Être professionnel ou amateur n’est pas une question de qualification, de niveau ou même de talent ; traiter une personne qui s’y prend mal d’amateur relève du pur mépris élitiste. Alors que l’amateur exerce une passion durant ses temps libres, le professionnel en fait son mode de travail et sa principale source de revenus. Dans les deux cas, les artistes ont leurs œuvres protégées par le droit d’auteur, mais n’en ont pas toujours la même perception. On note souvent un attachement moindre au droit d’auteur (surtout au niveau du droit patrimonial) chez les amateurs, du fait qu’ils ne font qu’exercer une passion et utilisent les licences libres ou les licences de libre diffusion pour partager et diffuser leurs œuvres et utilisent massivement l’Internet pour cela. De leur côté, la plupart des artistes professionnels disposent de moyens de promotion à assez grande échelle mis à disposition par leur éditeur.

Vers une suprématie des amateurs ?

Le discours catastrophiste de certaines corporations d’auteurs nous fait croire que les artistes professionnels sont devenus une espèce en voie d’extinction. Une extinction qui, paraît-il, profitera aux amateurs qui produisent (forcément) un travail de moindre qualité, donc il y a aura disparition de la culture et blablabla… La réalité est tout autre. Il y a certes un fait indéniable : l’Internet a changé le rapport de forces entre les amateurs et les professionnels dans de nombreux domaines (et pas seulement l’art et la culture). Mais cela va t-il amener à la disparition des professionnels et à une régression culturelle ?
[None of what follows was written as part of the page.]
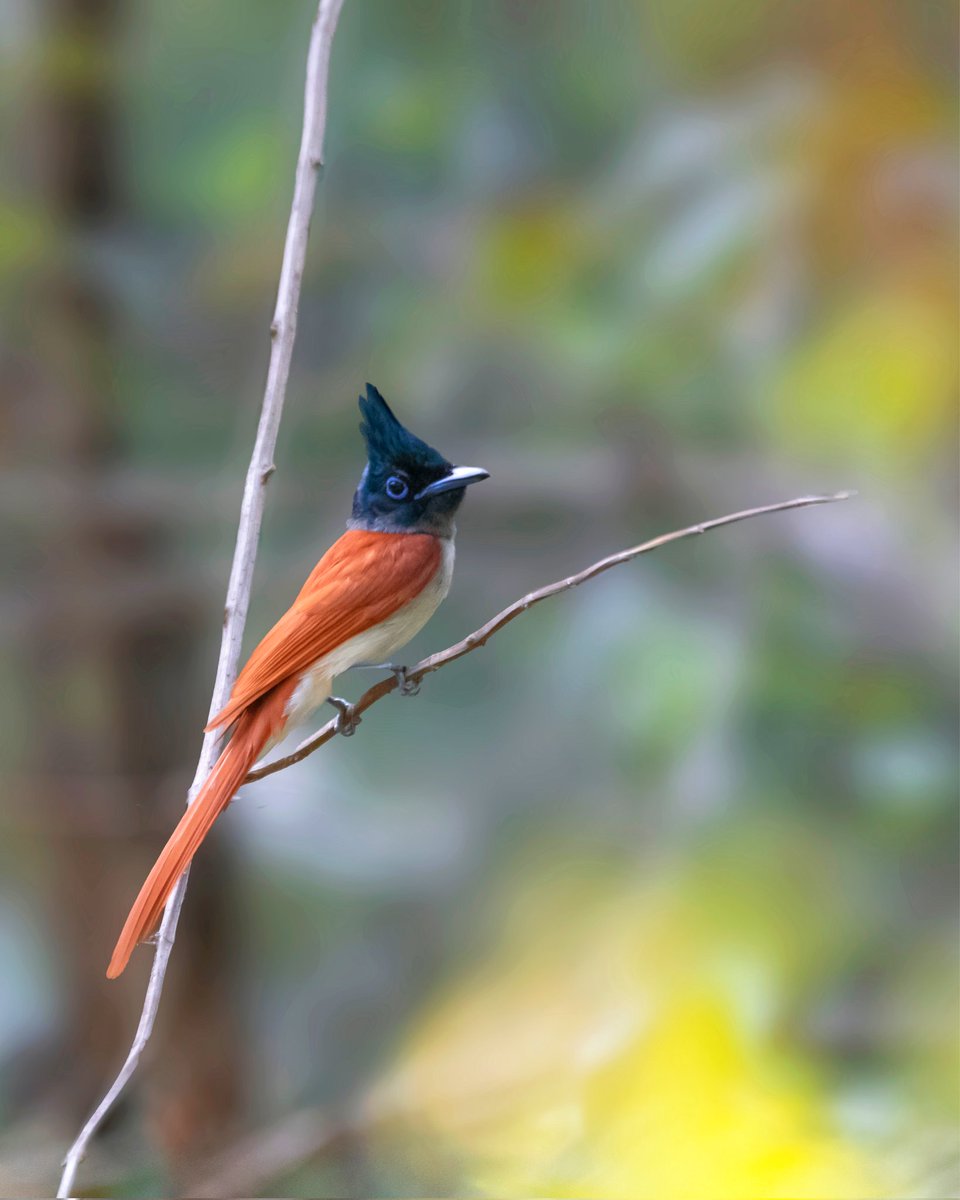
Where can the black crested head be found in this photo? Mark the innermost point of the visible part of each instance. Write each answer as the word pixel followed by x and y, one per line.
pixel 407 485
pixel 389 444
La réponse est non pour les deux points. Pour le premier, c’est non, car les artistes professionnels sauront s’adapter aux pratiques liées à l’Internet ; ceux qui sont menacés de disparition, ou du-moins de régression, ce ne sont pas les artistes eux-mêmes, mais ceux qui les publient et qui font leur promotion (ce sont par ailleurs eux qui tiennent le discours catastophiste indiqué ci-dessus). Le futur sera en réalité un monde où les amateurs et les professionnels seront sur un même plan (ça commence déjà à être le cas), sans organisation pyramidale liée à un mérite, un diplôme ou un label. Ce que les professionnels ont réellement perdu, c’est leur monopole relatif sur la production artistique diffusée à grande échelle.
Pour le second point, la réponse est également non, car la hausse de la valeur culturelle provient de la diversité et donc de la production de la culture par le plus grand nombre et non pas juste par une poignée de personnes enfermée dans des codes similaires qui tuent la diversité et mènent à la régression culturelle.
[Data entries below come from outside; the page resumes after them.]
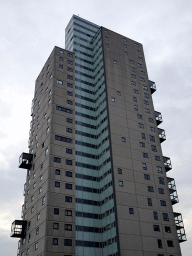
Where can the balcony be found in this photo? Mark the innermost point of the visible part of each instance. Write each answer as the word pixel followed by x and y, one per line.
pixel 172 191
pixel 152 86
pixel 180 227
pixel 162 135
pixel 158 117
pixel 25 160
pixel 167 163
pixel 18 228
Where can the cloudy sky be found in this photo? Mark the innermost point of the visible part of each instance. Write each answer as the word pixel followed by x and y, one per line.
pixel 29 31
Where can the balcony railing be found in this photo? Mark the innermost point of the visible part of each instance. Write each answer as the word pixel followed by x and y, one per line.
pixel 172 190
pixel 162 135
pixel 158 117
pixel 152 86
pixel 167 163
pixel 25 160
pixel 180 227
pixel 18 228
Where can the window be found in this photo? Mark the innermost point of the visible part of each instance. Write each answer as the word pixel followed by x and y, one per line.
pixel 68 242
pixel 159 169
pixel 69 93
pixel 167 229
pixel 57 171
pixel 149 201
pixel 156 228
pixel 145 155
pixel 159 242
pixel 69 120
pixel 141 125
pixel 165 216
pixel 153 148
pixel 147 176
pixel 119 170
pixel 68 186
pixel 68 212
pixel 120 183
pixel 139 116
pixel 155 215
pixel 57 159
pixel 68 162
pixel 69 151
pixel 150 189
pixel 56 211
pixel 161 190
pixel 163 203
pixel 57 184
pixel 59 82
pixel 157 158
pixel 55 241
pixel 69 174
pixel 43 200
pixel 161 181
pixel 170 243
pixel 118 93
pixel 123 139
pixel 131 211
pixel 152 138
pixel 68 227
pixel 55 225
pixel 68 199
pixel 144 166
pixel 69 130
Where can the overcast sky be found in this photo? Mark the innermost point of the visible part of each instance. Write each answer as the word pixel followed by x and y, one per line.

Changer le modèle économique de l’art

Cependant, si les professionnels ne changent pas de modèle économique, ils péricliteront de manière très sévère. Consacrer sa vie à un art ne doit pas devenir un parcours du combattant, mais rester un mode de vie tout à fait honorable (j’y reviendrais plus en détail dans un autre billet). Ce que les professionnels doivent faire, c’est tout simplement utiliser les mêmes méthodes que les amateurs, en s’appuyant sur l’Internet comme moyen de diffusion et de partage. Cela s’accompagnera aussi d’une réforme du droit d’auteur qui n’est pas un texte de liberté pour les utilisateurs, mais juste un texte qui accorde aux ayants-droits la liberté d’interdire, sans aucune limite. Si le droit d’auteur doit être un pacte d’équilibre entre les auteurs/créateurs et leur public, il ne doit pas être un texte de privilèges destiné à favoriser une minorité.

Un nouveau modèle économique dont le principe semble intéressant (mais avec lequel je ne suis pas entièrement en accord) est celui prôné par la théorie du partage marchand. Ici, l’auteur fixe une somme totale que rapportera son œuvre avec une régression progressive du prix au fur et à mesure que les ventes augmentent couplée à un remboursement des premiers acheteurs de sorte qu’au final, ils payent la même somme que les derniers acheteurs. Une fois le quorum atteint, Laurent Fournier, l’auteur de cette théorie, prône un passage direct dans le domaine public. Une chose qui n’est guère possible (toutes les juridictions n’incluent pas le domaine public du vivant de l’auteur, comme en France) et souhaitable, car les droits fondamentaux de l’auteur ne seraient plus respectés de son vivant. Il serait plus souhaitable que l’œuvre passe ensuite sous licence libre ou licence de libre diffusion.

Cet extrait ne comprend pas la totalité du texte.